A long ululating scream and a naked warrior came bounding towards them, spear in one hand and a little axe in the other. He was covered in tattoos and for the first time today Ferox saw the mark of the horse on his forehead. The warrior threw his spear at the Tungrian auxiliary who caught it on his shield, the point bursting through a couple of inches, but not enough to reach him. A pilum would have pierced the wood and slid through to hit the man behind. The auxiliary swayed back from the blow and the warrior ran past him, ducking the thrust spear and raising his axe to cut down at Ferox, who caught the man by his wrist and stabbed him in the throat. No more warriors followed him and instead they hung back, content for the moment to lob missiles.

‘Come on!’ he said to the Tungrian, turning to run. A sling stone brushed the doubled-up mail armour on his shoulder, stinging a little, but doing no damage. They were through the gate, the last to retreat, and Rufus shouted at his men to re-form in the gap. Titus Annius was sitting propped up against the wall of the collapsed hut beside the gate. His helmet was off and his escort and another Tungrian were cleaning and bandaging the wound as best they could. It looked bad, an eye destroyed at least, and the centurion was clearly in no state to command.
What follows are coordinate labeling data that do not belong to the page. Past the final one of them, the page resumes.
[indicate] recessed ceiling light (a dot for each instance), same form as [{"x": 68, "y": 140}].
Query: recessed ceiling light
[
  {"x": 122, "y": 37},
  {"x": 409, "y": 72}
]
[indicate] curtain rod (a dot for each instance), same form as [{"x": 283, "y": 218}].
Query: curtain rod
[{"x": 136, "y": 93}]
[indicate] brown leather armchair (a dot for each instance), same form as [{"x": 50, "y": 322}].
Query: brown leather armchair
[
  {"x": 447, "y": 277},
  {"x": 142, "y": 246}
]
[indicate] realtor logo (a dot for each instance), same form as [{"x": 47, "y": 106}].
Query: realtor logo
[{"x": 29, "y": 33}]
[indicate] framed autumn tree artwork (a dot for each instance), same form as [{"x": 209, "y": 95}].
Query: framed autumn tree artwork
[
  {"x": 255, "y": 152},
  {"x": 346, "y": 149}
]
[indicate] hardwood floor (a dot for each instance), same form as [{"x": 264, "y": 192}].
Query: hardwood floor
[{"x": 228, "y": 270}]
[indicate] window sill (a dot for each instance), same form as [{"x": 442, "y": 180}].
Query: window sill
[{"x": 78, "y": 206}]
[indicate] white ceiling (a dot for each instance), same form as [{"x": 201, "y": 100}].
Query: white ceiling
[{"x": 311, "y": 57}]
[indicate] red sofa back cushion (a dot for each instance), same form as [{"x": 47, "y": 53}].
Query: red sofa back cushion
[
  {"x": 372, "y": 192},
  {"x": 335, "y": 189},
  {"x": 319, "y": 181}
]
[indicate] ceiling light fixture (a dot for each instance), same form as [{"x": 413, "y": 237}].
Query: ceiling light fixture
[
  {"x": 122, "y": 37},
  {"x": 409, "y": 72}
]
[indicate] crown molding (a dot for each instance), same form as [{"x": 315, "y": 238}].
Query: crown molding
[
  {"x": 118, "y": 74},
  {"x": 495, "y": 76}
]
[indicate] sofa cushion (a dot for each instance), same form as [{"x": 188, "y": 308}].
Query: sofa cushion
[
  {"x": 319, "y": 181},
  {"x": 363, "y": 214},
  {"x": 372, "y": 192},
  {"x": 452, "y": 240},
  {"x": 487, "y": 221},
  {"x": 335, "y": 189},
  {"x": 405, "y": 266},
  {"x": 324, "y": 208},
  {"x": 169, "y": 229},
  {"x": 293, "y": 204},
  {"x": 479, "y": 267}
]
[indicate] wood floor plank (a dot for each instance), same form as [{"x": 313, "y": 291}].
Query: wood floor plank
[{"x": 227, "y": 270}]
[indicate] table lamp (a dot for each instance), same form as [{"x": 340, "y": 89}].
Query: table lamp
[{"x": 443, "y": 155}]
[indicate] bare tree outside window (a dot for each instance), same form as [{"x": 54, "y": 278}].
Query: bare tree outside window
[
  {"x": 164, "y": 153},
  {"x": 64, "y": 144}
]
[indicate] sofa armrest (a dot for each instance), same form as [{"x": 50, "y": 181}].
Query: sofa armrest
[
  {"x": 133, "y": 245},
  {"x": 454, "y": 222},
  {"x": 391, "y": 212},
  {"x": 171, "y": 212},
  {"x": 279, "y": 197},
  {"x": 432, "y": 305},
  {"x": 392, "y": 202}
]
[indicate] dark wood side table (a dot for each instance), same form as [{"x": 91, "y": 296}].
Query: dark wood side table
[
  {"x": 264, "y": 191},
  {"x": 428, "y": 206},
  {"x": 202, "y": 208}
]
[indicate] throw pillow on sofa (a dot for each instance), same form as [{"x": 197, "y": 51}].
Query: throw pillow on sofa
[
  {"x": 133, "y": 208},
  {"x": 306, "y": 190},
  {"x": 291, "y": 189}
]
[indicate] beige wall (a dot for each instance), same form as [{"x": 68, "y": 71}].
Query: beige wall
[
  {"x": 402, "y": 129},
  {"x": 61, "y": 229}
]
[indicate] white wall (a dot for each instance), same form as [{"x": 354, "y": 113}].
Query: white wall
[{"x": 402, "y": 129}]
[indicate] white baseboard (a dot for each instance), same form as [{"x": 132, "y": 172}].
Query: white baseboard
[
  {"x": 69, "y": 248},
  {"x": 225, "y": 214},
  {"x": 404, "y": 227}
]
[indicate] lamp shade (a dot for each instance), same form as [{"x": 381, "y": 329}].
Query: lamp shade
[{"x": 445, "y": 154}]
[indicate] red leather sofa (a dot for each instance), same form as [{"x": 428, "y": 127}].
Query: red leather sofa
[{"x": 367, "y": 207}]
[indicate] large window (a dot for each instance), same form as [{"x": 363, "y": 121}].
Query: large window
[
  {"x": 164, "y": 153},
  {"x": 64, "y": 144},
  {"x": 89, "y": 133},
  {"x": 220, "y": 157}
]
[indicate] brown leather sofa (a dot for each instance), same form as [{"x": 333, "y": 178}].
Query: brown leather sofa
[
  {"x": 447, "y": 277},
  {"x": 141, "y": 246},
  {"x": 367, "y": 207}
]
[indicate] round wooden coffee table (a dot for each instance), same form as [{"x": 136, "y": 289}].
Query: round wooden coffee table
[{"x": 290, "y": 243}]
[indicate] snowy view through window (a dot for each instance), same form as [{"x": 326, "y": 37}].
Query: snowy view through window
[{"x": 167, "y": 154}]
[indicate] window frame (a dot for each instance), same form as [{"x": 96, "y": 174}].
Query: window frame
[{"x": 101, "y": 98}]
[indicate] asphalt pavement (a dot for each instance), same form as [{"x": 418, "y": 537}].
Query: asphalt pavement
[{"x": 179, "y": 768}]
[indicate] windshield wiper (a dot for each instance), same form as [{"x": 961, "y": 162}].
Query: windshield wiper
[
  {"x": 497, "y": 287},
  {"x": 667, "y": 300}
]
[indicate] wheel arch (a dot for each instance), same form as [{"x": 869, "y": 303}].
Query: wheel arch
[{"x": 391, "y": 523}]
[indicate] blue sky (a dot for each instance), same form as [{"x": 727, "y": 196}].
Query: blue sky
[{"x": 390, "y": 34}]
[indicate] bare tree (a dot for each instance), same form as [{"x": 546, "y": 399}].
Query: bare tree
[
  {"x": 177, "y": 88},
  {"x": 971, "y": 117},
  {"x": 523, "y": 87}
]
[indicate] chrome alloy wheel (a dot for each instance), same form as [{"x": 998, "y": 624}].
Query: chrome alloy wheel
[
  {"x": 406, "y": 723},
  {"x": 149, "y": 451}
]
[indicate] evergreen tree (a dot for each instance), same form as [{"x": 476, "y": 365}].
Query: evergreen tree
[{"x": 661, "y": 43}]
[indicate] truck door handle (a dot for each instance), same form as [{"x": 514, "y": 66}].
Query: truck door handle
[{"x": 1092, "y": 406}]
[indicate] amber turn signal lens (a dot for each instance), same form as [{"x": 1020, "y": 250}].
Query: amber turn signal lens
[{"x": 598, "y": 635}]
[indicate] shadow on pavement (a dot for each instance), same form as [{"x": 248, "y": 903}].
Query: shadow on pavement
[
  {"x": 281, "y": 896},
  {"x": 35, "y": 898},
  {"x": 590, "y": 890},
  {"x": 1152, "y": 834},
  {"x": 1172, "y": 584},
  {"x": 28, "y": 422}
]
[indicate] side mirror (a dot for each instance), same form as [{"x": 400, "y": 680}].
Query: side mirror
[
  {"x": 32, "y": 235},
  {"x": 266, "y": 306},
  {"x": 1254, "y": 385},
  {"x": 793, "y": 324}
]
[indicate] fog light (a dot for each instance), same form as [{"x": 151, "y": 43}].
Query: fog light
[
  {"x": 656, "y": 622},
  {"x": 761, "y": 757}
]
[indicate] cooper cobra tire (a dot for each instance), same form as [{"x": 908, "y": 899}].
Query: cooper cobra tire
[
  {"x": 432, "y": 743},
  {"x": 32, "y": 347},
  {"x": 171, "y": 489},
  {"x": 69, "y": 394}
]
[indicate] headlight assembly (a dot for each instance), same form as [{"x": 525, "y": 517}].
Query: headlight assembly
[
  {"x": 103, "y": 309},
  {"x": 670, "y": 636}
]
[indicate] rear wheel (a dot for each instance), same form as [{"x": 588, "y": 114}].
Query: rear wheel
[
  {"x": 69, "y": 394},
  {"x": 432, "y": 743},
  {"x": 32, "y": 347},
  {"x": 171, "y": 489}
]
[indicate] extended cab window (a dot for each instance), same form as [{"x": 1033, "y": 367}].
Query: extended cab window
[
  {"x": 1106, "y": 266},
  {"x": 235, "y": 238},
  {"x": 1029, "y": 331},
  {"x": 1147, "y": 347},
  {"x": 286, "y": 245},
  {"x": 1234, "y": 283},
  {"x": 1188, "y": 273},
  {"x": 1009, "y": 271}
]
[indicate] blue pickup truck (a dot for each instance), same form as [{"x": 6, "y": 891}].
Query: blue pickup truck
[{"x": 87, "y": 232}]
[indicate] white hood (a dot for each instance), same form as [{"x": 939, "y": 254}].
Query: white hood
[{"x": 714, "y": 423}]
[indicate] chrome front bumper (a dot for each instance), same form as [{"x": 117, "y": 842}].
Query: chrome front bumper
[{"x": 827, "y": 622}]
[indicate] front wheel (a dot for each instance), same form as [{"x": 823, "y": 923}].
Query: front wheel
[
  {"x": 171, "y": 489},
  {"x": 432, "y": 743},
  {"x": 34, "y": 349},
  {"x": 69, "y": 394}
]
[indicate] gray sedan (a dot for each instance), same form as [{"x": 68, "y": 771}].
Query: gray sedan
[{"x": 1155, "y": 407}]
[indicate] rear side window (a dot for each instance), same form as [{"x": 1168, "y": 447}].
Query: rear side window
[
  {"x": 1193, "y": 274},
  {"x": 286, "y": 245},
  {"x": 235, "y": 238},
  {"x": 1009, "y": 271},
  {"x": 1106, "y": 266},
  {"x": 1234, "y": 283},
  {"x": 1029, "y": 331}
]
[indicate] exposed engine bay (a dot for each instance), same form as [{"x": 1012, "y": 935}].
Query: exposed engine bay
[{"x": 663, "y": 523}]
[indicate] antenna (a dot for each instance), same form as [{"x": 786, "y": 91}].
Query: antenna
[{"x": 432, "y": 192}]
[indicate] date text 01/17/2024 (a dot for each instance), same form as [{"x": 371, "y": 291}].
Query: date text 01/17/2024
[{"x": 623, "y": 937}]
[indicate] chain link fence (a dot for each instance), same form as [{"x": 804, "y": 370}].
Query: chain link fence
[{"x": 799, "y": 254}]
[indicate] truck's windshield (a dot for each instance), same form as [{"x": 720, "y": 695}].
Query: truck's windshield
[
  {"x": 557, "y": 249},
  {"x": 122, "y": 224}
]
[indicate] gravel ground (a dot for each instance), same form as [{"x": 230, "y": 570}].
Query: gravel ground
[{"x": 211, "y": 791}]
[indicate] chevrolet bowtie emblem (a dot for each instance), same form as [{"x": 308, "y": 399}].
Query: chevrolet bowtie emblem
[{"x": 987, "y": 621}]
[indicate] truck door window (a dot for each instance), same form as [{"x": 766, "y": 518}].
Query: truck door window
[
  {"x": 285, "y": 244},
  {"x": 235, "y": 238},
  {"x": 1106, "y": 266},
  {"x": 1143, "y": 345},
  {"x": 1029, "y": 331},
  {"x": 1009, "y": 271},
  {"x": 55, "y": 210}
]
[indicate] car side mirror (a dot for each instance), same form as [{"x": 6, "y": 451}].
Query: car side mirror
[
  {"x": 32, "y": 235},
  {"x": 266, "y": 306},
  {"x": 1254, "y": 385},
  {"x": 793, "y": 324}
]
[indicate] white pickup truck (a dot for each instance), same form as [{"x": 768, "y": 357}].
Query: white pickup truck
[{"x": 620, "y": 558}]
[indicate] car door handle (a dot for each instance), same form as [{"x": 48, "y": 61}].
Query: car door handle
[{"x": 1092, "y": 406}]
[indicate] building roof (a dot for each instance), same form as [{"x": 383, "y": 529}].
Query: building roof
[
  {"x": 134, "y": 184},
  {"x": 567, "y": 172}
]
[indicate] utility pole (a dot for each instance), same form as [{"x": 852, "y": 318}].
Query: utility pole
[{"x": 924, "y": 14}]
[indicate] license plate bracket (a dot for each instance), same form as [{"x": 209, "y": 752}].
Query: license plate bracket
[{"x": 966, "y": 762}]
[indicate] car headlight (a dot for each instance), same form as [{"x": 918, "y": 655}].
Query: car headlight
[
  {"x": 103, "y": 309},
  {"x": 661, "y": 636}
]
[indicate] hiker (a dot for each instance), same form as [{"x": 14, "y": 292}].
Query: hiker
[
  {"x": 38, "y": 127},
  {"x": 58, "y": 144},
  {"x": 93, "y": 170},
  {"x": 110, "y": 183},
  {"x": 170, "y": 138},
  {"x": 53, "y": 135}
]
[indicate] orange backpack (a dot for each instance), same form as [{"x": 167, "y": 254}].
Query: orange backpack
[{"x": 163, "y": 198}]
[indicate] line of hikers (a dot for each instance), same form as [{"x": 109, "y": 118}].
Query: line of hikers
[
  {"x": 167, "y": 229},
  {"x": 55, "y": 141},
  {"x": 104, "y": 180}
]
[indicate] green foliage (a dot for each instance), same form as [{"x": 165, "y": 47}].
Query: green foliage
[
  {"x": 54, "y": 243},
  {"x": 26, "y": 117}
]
Ferox strode over to Rufus. ‘I am Flavius Ferox, centurio regionarius, and I am senior here.’ That was probably true and he hoped that the man would accept it without debate. ‘I’m also from the Second, albeit on detached service.’

‘Oh,’ Rufus said in surprise. ‘That Ferox.’ Ferox thought he caught a low ‘omnes ad stercus’ from one of the soldiers nearby. He guessed that they had heard about the disasters on the Danube, and maybe they thought him unlucky to be around.

The young centurion checked himself and stiffened to attention. ‘Of course, sir, you can rely on the Capricorns.’ Ferox had not heard the nickname before, but then since he had spent no time with the legion that was not surprising. ‘Sir?’

‘Yes.’

‘Why are they holding back? They could swarm all over these walls and there isn’t much we could do about it.’

‘My guess is that they’re waiting for dark. If they come now, we will take a lot of them with us.’ He spoke loudly so that the men could hear as well. ‘A hell of a lot of them if I know Second Augusta.’ The legionaries looked pleased. ‘And these Tungrian boys can handle themselves as well. They won’t get in easily and they might not get in at all. So they’ll wait for night and try to overwhelm us. What they don’t know is that we won’t hang around for that.’